BIOL4585

Retrieving data in the command-line

Overview

Many research projects involve using publicly available data. But, that data has to be transferred from its source (hosted on some server somewhere) to your personal directory (on Rivanna). Here, you will be retrieving publicly available data published with the 1000 Genomes Project.

During this activity, you will practice:

• Accessing an online file system, in this case one that hosts 1000 Genomes Project data
• Downloading compressed data to your directory via the command-line
• Decompressing files (such that we can then process the files)
• Investigating the structure and contents of a file with command-line tools

Download the mitochondrial genome from the 1000 Genomes FTP

To download a file while in bash, you’ll need

• A bash shell
• A command to retrieve a file from the internet
• An address for the file you wish to retrieve

1. Connect to Rivanna and then open up a browser window to do some google searches. You’ll come back to Rivanna in a moment, but first you need to learn which command to use to download a file directly to Rivanna.

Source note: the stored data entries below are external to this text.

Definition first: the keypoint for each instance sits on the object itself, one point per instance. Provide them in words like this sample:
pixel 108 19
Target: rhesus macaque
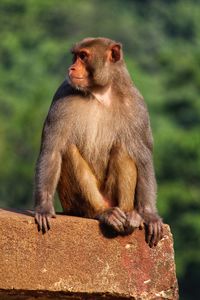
pixel 96 146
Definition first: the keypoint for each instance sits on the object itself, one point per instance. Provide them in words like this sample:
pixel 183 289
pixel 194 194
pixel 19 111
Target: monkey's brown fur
pixel 96 146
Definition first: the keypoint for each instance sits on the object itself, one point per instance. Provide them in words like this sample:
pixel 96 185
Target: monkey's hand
pixel 154 228
pixel 42 214
pixel 115 218
pixel 133 221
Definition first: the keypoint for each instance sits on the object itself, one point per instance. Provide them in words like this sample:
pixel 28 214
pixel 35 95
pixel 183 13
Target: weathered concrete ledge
pixel 75 260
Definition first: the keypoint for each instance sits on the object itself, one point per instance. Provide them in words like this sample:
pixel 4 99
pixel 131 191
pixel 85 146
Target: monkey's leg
pixel 90 190
pixel 146 195
pixel 120 187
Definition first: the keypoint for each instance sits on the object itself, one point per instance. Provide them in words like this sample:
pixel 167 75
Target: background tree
pixel 161 42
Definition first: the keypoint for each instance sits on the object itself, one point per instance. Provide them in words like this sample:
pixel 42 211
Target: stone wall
pixel 77 259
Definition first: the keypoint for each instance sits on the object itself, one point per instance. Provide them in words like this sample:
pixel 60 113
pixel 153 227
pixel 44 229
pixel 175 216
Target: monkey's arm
pixel 102 209
pixel 47 174
pixel 141 150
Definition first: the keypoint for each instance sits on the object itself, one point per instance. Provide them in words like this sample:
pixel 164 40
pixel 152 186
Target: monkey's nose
pixel 71 70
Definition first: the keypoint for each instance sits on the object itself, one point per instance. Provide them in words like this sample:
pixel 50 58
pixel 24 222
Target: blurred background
pixel 161 42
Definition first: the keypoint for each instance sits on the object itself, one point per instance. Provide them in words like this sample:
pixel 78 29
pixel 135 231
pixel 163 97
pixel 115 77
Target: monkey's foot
pixel 42 217
pixel 154 231
pixel 115 218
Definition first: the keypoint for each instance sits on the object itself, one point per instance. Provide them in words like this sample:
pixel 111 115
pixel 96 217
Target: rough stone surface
pixel 75 260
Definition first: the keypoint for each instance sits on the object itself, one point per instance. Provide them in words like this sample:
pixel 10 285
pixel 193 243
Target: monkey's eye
pixel 74 58
pixel 83 55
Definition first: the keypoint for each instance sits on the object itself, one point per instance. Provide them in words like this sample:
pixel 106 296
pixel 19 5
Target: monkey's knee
pixel 115 218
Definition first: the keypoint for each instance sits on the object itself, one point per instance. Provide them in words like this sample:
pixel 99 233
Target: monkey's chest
pixel 94 136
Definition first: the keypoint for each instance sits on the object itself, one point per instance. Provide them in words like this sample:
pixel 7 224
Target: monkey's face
pixel 78 73
pixel 93 63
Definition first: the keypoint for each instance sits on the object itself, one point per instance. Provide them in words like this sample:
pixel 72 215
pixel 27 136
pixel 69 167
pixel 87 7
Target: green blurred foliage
pixel 161 43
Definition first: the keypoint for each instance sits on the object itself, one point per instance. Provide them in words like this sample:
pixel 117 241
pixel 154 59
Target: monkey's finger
pixel 155 236
pixel 38 220
pixel 119 213
pixel 44 224
pixel 161 230
pixel 141 225
pixel 159 236
pixel 48 223
pixel 116 224
pixel 149 233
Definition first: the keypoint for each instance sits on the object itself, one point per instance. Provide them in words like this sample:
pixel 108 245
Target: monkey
pixel 97 146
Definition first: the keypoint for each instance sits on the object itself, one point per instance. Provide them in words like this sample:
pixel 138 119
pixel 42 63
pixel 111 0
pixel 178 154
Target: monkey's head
pixel 95 60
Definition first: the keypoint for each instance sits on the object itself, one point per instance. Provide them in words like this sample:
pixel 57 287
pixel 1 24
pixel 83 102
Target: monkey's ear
pixel 115 53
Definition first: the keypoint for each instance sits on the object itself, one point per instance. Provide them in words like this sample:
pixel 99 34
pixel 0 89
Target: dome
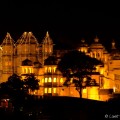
pixel 27 62
pixel 83 43
pixel 51 60
pixel 96 44
pixel 37 64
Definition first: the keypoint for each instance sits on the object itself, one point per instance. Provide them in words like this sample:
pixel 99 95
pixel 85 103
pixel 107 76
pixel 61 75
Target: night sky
pixel 66 22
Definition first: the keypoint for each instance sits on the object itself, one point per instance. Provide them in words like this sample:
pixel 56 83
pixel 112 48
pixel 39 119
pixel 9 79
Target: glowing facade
pixel 27 55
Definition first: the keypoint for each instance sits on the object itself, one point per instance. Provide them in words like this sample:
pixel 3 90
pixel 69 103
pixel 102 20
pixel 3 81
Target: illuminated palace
pixel 27 55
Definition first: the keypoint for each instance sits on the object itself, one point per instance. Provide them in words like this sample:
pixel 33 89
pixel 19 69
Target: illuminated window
pixel 54 90
pixel 50 80
pixel 54 69
pixel 49 90
pixel 45 69
pixel 28 70
pixel 45 80
pixel 54 80
pixel 50 69
pixel 42 80
pixel 45 90
pixel 84 90
pixel 61 80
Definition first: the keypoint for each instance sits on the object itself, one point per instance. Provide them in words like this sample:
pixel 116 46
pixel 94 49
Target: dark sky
pixel 66 21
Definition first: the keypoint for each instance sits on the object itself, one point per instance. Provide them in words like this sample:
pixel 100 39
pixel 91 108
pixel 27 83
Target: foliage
pixel 78 66
pixel 31 82
pixel 17 88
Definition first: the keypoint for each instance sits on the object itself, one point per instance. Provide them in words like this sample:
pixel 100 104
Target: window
pixel 49 70
pixel 49 90
pixel 54 90
pixel 45 69
pixel 50 80
pixel 54 80
pixel 61 80
pixel 45 80
pixel 54 69
pixel 45 90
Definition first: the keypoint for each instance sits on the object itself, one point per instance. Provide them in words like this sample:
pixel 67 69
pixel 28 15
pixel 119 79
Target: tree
pixel 31 83
pixel 79 66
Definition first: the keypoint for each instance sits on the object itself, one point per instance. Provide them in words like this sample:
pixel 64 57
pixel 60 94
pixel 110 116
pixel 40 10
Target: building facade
pixel 27 55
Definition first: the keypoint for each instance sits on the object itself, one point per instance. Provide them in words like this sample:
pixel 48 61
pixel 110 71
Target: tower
pixel 26 48
pixel 7 55
pixel 47 47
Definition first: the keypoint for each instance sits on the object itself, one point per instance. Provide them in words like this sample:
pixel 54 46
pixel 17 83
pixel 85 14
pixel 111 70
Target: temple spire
pixel 8 40
pixel 47 34
pixel 96 39
pixel 113 44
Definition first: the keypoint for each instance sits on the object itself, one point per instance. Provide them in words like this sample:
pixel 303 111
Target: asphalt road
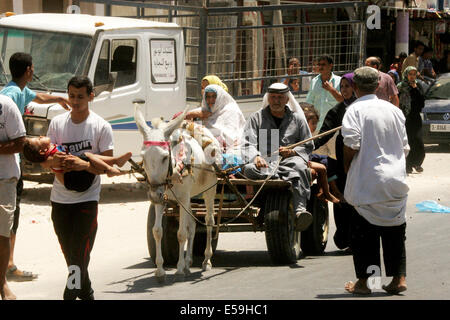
pixel 121 268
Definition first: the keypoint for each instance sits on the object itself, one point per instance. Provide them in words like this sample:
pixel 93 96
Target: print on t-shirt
pixel 77 147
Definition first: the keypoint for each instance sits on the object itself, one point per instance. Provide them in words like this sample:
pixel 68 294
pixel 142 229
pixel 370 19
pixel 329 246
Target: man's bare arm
pixel 349 153
pixel 12 146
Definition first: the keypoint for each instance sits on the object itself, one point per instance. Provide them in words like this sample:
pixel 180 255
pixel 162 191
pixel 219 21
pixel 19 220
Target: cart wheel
pixel 283 242
pixel 315 238
pixel 200 243
pixel 169 242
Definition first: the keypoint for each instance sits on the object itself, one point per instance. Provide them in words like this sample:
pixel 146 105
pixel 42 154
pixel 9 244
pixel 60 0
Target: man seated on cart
pixel 270 130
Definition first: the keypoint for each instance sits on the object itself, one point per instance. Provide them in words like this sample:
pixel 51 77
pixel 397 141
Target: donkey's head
pixel 156 152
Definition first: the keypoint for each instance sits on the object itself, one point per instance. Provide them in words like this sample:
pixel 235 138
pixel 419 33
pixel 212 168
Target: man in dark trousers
pixel 22 70
pixel 375 147
pixel 74 214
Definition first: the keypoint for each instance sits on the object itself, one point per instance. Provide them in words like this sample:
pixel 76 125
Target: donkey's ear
pixel 140 121
pixel 174 124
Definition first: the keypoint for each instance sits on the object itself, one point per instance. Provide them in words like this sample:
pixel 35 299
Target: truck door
pixel 124 56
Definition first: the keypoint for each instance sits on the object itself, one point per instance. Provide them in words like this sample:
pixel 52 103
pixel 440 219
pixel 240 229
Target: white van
pixel 127 60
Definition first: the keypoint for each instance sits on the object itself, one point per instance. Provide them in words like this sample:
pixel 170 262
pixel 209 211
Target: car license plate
pixel 434 127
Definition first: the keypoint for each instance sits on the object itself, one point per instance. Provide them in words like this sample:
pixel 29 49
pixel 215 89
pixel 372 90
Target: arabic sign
pixel 164 68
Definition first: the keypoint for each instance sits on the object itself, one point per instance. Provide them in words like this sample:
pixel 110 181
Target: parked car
pixel 436 113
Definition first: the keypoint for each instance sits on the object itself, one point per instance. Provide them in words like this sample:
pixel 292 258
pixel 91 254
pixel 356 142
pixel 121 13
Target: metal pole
pixel 202 49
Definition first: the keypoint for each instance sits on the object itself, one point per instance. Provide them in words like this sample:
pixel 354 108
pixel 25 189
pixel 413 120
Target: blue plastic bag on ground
pixel 432 206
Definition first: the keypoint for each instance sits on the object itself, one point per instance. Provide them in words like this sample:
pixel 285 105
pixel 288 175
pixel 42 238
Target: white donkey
pixel 159 152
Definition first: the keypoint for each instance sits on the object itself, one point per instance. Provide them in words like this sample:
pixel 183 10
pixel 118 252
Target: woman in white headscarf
pixel 222 116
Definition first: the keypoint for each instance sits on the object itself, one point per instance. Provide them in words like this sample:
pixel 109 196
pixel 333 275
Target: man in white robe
pixel 375 148
pixel 273 128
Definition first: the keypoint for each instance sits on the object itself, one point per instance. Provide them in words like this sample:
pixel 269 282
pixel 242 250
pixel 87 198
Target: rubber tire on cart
pixel 200 243
pixel 315 238
pixel 283 242
pixel 169 242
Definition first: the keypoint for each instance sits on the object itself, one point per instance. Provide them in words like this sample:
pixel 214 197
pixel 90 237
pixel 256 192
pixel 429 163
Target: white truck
pixel 127 60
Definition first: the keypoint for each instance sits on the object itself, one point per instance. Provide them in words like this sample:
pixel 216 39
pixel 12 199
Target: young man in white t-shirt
pixel 74 214
pixel 12 137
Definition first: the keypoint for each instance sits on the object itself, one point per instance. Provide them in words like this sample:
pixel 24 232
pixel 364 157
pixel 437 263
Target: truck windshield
pixel 56 56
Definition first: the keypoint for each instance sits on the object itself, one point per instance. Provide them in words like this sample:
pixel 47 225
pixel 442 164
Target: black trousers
pixel 19 190
pixel 76 227
pixel 342 215
pixel 365 246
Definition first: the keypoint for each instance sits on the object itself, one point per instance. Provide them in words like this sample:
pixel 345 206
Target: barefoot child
pixel 318 169
pixel 40 149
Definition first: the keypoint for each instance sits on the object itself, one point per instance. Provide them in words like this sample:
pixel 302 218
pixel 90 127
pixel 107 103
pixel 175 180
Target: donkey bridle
pixel 165 145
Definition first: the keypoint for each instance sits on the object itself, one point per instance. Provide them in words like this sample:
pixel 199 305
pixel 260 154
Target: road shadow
pixel 337 253
pixel 352 296
pixel 223 262
pixel 434 148
pixel 110 193
pixel 145 283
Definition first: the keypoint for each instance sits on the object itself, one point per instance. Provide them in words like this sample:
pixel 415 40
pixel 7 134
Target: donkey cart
pixel 239 209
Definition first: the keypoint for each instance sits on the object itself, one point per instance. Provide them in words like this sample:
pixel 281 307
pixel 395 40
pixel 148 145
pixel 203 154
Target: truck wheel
pixel 315 238
pixel 169 241
pixel 283 242
pixel 200 243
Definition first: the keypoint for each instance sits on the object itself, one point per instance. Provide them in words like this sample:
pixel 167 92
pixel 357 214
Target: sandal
pixel 14 274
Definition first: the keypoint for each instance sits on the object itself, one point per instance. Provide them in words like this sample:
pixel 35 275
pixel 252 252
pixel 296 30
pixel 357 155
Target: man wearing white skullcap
pixel 271 129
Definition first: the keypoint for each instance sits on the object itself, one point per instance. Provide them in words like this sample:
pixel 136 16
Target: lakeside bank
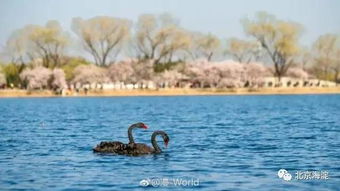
pixel 173 92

2. Search for how to download files using bash. Your tutorials so far haven’t taught you how to download a file using bash. Often, you’ll run into the problem of not knowing how to do something. Here, Google is your friend. Many examples will be posted on Stack Overflow and Stack Exchange, websites where people ask for help with coding. Odds are somebody as asked your question before: you just need to search the right terms. Because you’re curious how to download a file using bash, perform a Google search for bash download file which will return some examples. This is a pretty standard process: if you want to learn how to do task using language, search language task. If you want to only see results posted on stackoverflow, you can search site:stackoverflow.com language thing. Once you know what command(s) you could use, the manual pages can inform you of detailed instructions of how to use the command’s options.

3. Locate the address of the file to download. Once you have an idea of which command you’ll use, you need the file’s address. The 1000 Genomes data is located on an FTP server, a computer with a File Transfer Protocol address. Basically, this means you can download files from it using a web address. You can view the list of 1000 genomes files in your browser: ftp://ftp.1000genomes.ebi.ac.uk/vol1/ftp/release/20130502/

Clicking the above link opens up a very plain directory listing of available files. Copy the link to the mitochondrial genome file. We want the file ALL.chrMT.<morestuffhere>.genotypes.vcf.gz. Note that left clicking will download the file to your own computer, which is not what you want! You only need to copy the link to the file and combine it with the command you found via Google. Run the command in bash to download the file. Be sure you’re getting the .vcf.gz file and not the .vcf.gz.tbi file.

1. Download the file to your Rivanna directory using the command and file location.

2. Double-check that it worked. You can see if the file has been downloaded by listing the contents of your folder with ls. Notice the .vcf.gz file name is long and complicated. You won’t want to type the whole thing out every time you manipulate the file. There a few options here: First, you could have specified a filename at the same time that you download the file (see examples or manual pages for the command you’re using to download the file). Second, you could download the file with the name it has now, and then rename it to something less complicated using mv., e.g.

mv oldFileName newFileName

In either case, be sure the new file name communicates that it’s a mitochondrial genome, and that the name ends with the same file extension, .vcf.gz). Third option, you can keep the full file name and use tab-completion after typing the first character(s).

1. Decompress the .gz file containing the mitochondrial genome. The file extension .gz indicates that the file has been compressed via gzip to take up less space on the hard drive. You’ll need to decompress the file to read its contents. Perform the necessary Google search and/or use manual pages to learn how to decompress a .gz file. Side note: because data compression is most effective on highly repetitive information, it can be used to measure how repetitive a pop song is. See https://pudding.cool/2017/05/song-repetition/ for a very well made web page briefly explaining data compression using stunning visual displays, plus evidence that Mariah Carey is more lyrically complicated than Beyonce (if only slightly).

2. Investigate the contents of .VCF file. You might first think to look at the contents by printing the file with cat. Give it a try and see what happens. Remember you can press CTRL+C to cancel commands that are currently running.

   • Try looking at the file using the less command. Is this more effective?
   • Try using less with the -S option (note it is a capital S) to turn off word wrap. Is this more effective? The data seems to “line up” nicely when using less -S because fields are separated by tab characters (that is, it uses a tab delimiter). It is very common for data to be delimited by tab characters because it’s much easier to read than being separated by commas.
   • Notice how the “real” data begins on the header line containing CHROM, POS, ID, REF, ALT etc. The lines above that are metadata that we can ignore for now.
   • count the number of rows within the file using wc command with the -l option
   • extract the header row using grep #CHROM to pull out all rows that include the “word” #CHROM
   • count the number of columns with the command grep #CHROM filename.vcf | wc -w. This first extracts the header row because it matches the #CHROM pattern, then counts the number of ‘words’ in that row.